Sync Checker will give you a warning in red in the main control window if it detects that it may not see all files. The warning is shown right after startup, so you have the chance to fix this issue before you start a check run.

In order not to risk that Sync Checker may omit important files in its checks, the following privacy approvals must be granted:

Changing the privacy settings

If you like to approve full disk access for Sync Checker, perform the following steps:

  1. Launch System Preferences.
  2. Open the pane Security & Privacy.
  3. Go the tab item Privacy.
  4. Click the lock and identify yourself as user with administrative permissions.
  5. Select the item Full Disk Access.
  6. Press the button + below the list of apps.
  7. Navigate to the folder Library > PrivilegedHelperTools on your system volume.
  8. Select the file SyncChecker-PrivilegedTool and press the Open button.
  9. Also add Sync Checker itself to the table.
  10. Relaunch Sync Checker.

This complex procedure has been under a lot of criticism by third-party software companies, but Apple was not willing to change or simplify it.

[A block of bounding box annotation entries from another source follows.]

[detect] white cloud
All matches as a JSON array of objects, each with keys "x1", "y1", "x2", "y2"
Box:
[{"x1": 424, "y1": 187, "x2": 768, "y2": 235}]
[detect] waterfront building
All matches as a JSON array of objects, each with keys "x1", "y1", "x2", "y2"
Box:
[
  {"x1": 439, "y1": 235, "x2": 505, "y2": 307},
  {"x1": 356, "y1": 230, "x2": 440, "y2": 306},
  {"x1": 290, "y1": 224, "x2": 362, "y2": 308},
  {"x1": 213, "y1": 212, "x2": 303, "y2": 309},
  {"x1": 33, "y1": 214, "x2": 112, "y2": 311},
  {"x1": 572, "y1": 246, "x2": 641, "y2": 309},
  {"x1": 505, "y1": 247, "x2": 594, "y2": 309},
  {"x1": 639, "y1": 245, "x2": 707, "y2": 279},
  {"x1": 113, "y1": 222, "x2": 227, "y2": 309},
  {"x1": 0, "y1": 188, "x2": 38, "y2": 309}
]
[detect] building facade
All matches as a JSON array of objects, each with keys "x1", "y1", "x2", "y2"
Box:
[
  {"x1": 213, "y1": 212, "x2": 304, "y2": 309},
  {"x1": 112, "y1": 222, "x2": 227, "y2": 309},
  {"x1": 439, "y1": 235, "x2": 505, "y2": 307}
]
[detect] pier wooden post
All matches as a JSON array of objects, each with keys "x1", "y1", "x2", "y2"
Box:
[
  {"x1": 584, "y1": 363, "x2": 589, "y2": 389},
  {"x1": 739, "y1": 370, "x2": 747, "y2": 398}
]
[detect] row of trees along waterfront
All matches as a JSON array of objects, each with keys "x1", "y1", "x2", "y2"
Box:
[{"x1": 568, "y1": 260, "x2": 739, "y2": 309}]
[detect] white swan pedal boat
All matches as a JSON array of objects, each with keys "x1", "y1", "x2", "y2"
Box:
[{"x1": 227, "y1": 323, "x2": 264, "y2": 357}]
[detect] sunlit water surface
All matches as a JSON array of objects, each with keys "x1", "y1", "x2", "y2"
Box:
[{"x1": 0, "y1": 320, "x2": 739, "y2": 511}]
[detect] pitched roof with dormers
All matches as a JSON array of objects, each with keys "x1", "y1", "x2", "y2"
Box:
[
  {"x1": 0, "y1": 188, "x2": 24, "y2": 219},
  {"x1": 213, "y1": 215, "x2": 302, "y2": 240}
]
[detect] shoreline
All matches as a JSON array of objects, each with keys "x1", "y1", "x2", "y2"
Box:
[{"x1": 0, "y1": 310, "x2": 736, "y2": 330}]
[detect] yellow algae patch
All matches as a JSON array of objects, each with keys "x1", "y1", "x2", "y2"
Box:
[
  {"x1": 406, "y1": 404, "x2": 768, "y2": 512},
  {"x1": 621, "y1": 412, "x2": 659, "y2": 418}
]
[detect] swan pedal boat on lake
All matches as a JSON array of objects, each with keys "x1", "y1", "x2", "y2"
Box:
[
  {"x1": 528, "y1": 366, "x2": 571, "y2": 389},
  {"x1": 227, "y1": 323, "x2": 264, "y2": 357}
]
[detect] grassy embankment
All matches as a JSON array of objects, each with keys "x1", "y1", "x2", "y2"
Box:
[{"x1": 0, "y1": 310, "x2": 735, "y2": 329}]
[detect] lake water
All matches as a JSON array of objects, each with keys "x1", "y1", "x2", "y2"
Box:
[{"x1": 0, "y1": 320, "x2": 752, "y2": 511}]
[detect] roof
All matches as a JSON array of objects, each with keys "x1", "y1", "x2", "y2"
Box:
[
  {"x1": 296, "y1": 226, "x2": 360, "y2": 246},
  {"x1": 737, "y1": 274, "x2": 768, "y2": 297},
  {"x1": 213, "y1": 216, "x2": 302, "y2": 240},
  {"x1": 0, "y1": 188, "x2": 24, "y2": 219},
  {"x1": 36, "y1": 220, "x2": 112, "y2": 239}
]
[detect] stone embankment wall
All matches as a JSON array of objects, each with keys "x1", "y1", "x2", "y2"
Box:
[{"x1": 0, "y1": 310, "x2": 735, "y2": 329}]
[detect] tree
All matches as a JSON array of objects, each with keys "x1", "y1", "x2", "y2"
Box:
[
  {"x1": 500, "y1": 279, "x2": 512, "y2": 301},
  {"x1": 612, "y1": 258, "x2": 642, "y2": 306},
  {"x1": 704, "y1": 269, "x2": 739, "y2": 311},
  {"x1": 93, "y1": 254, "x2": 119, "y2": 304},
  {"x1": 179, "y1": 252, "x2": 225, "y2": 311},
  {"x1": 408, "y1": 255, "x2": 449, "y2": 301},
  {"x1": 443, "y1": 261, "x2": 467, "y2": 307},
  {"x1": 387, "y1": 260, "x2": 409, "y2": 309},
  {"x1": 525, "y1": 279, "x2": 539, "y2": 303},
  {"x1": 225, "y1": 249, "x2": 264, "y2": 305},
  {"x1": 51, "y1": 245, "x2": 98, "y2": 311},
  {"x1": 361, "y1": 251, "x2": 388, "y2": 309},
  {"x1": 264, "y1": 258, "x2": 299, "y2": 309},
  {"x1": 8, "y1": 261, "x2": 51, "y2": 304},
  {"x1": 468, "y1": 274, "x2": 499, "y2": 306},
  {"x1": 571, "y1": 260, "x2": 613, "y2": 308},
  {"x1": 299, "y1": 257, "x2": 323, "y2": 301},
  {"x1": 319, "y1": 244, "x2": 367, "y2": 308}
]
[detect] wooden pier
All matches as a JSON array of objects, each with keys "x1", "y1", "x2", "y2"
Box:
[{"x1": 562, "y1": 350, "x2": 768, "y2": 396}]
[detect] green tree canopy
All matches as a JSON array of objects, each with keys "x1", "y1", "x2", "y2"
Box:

The paragraphs below contain information for experienced system administrators. You can skip them during first reading.

Technical Details for Advanced Users

The security component will be installed into the folder /Library/PrivilegedHelperTools which is Apple’s recommended folder to be used for such utility programs. The name of the component is SyncChecker-PrivilegedTool. macOS will automatically launch and quit this program as needed, avoiding to let it run as a background service for an extended period of time.

You can choose to remove the security tool at any time without any traces. In this case Sync Checker will lose its capability to access privileged system areas, so the program will be forced to shut down either. Perform the following steps to remove the component:

  1. Launch Sync Checker if it is not running yet.
  2. Select the menu item Tools > Remove Security Component….
  3. Follow the instructions the program is giving. The program will quit itself as last step of this operation.

Removing outdated generations of the security component

Sync Checker has a long history, protecting many generations of the operating system with its security architecture. Because Apple has changed the guidelines and technologies for this aspect of the system many times, it can have been necessary in the past to modify the security component to use a completely new technology. Usually you won’t need to care about this. The application will notify you when an update is due and will perform all necessary steps by itself.

There can be cases however, where an updated security component is so different from its predecessor versions that it will no longer be compatible with them and cannot remove them automatically due to technical reasons. This means an outdated copy of the privileged helper could still be present in the system, even if the main application has been deleted or updated in the meanwhile. This usually doesn’t bother, because macOS only starts these programs when necessary. You may like to delete these old components however, to avoid possible misuse and to clean up your computer.

Sync Checker offers a special maintenance feature to do this. It can search for outdated auxiliary programs and remove them if desired. Perform the following steps:

  1. Launch Sync Checker if it is not running yet.
  2. Select the menu item Tools > Clean old security components….
Outdated copies of the privileged helper can be removed if desired.
Outdated copies of the privileged helper can be removed if desired.

A window like that depicted in the example will open. The table lists all components which could still be installed from old versions of the application. Components marked by bold print are indeed still present and appear with the status removable. You can select one or more of these components and press the button Clean to delete them. If components are still in use unexpectedly, this will be automatically detected. You can only remove such helper programs after quitting their associated main applications.